(Dear Kristie, I’m sorry this birthday post is late. You were not late with your birthday post for me. But do you know how hard it is to write a birthday post when you’re eating tortilla chips and watching Madonna get carried around by gladiators?)
My sister, Kristie, moved to Taiwan six years ago.
Among other things, it’s made borrowing her clothes very inconvenient.
Though she did lend me this orange skirt on my last visit when my pregnant belly ran out of patience with my jeans.
(This is what the first trimester looks l like. Tired, bloated, and grumpy. Or was that just me?)
Her birthday was Sunday, and I would like to wish her a wonderful day.
Kristie is 18 months older than me, and she’s always played the role of big sister very well. She took on “firsts” like kindergarten and sports and SATs with confidence and ease while I followed her tentatively; concerned more about differentiating myself from her than succeeding in my own right.
I wanted to be different than her, but I was also her little sister: I wanted to be just like her.
She’s actually the reason I started a blog. She started blogging soon after her first baby was born and I followed her site with religious fervor. I regularly re-read her archives and checked for a new post multiple times a day.
Rather than the time my wheel fell off while I was driving down the Interstate and I used a cell phone to call for help, or the time Wikipedia proved that I was not, in fact, suffering from meningitis, Kristie’s blog was the first time I was really, truly thankful for technology. Otherwise, how would I find out about things like this?
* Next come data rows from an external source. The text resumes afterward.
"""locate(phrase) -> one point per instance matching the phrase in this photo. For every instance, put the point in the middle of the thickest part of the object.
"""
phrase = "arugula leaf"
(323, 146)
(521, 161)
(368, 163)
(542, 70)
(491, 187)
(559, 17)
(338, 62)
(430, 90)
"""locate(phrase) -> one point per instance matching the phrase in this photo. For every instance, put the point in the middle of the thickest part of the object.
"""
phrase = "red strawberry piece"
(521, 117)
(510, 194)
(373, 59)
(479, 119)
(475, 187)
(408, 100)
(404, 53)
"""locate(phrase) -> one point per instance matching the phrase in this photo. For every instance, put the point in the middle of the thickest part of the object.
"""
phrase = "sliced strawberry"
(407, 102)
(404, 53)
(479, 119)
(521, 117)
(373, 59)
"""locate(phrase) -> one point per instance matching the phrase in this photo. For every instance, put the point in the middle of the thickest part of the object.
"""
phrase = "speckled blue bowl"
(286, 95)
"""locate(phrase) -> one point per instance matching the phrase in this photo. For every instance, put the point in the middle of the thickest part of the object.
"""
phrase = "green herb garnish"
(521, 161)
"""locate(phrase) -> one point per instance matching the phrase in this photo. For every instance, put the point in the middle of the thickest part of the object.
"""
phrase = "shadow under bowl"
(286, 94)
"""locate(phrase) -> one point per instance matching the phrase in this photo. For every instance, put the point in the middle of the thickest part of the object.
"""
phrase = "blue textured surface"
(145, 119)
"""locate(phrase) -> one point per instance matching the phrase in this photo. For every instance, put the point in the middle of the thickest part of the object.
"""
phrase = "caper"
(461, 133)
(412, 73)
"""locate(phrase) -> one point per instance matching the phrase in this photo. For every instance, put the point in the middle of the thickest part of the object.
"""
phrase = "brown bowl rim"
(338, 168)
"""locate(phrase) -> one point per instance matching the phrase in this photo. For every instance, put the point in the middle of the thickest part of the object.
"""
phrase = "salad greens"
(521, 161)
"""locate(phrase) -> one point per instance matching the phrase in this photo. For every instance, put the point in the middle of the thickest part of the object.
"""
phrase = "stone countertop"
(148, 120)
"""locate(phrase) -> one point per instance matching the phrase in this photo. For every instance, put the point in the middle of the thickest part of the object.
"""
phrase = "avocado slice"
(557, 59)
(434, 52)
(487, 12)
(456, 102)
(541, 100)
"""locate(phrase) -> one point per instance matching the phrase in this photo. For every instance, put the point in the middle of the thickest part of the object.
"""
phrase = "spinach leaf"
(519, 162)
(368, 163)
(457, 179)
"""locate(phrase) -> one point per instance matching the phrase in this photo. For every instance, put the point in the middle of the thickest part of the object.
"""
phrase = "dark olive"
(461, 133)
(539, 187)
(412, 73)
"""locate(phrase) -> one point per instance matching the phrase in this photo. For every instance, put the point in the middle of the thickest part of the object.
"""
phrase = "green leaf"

I had considered the whole mommyblog thing, but was undecided until Kristie asked me to blog; she wanted to see pictures of the baby. Her blog had meant so much to me, letting me see moments like my niece’s first day of school, the day my nephew started crawling, and my sister’s new haircut. Because of her blog I start feeling a little twitchy whenever I get far from an Internet connection. So as soon as she asked I was full-on blogging and haven’t looked back.
Kristie has been a mom for a while now. Her oldest baby is a certified big girl, she’ll be 5 years old in a few days.
Like everything else in life, Kristie entered the murky, crocodile-laden waters of motherhood before me and (mostly…so far) has made it out alive. In typical little sister fashion, several of my decisions mirror hers: drug-free labor, breastfeeding, cloth diapering, and giving birth to children who don’t sleep.
If God hadn’t given me an older sister, I probably wouldn’t have had the guts to climb to the tops of trees, I wouldn’t have listened to Pearl Jam in middle school, or thought smoking was so lame when everyone else thought it was cool, and I certainly wouldn’t have ever visited Taiwan.
If I didn’t have an older sister I wouldn’t have learned, at age 8, that Jesus died for my sins. Kristie had gone to a summer camp that I was too young to go to, and when she got home she told me what she learned: that you couldn’t go to heaven if you’d EVER sinned, not even once. I remember my first response. I wished I’d known that earlier because if I had known earlier I would NOT have been doing so much sinning! And then she explained that since we ALL sin, Jesus died for us. All we needed to do was ask for his forgiveness and place our trust in him and he would forgive every.single.sin. No exceptions. It was that simple.
So I’m sure you can understand why I’m so very thankful for my sister.
Kristie, I hope you have a very, very happy birthday.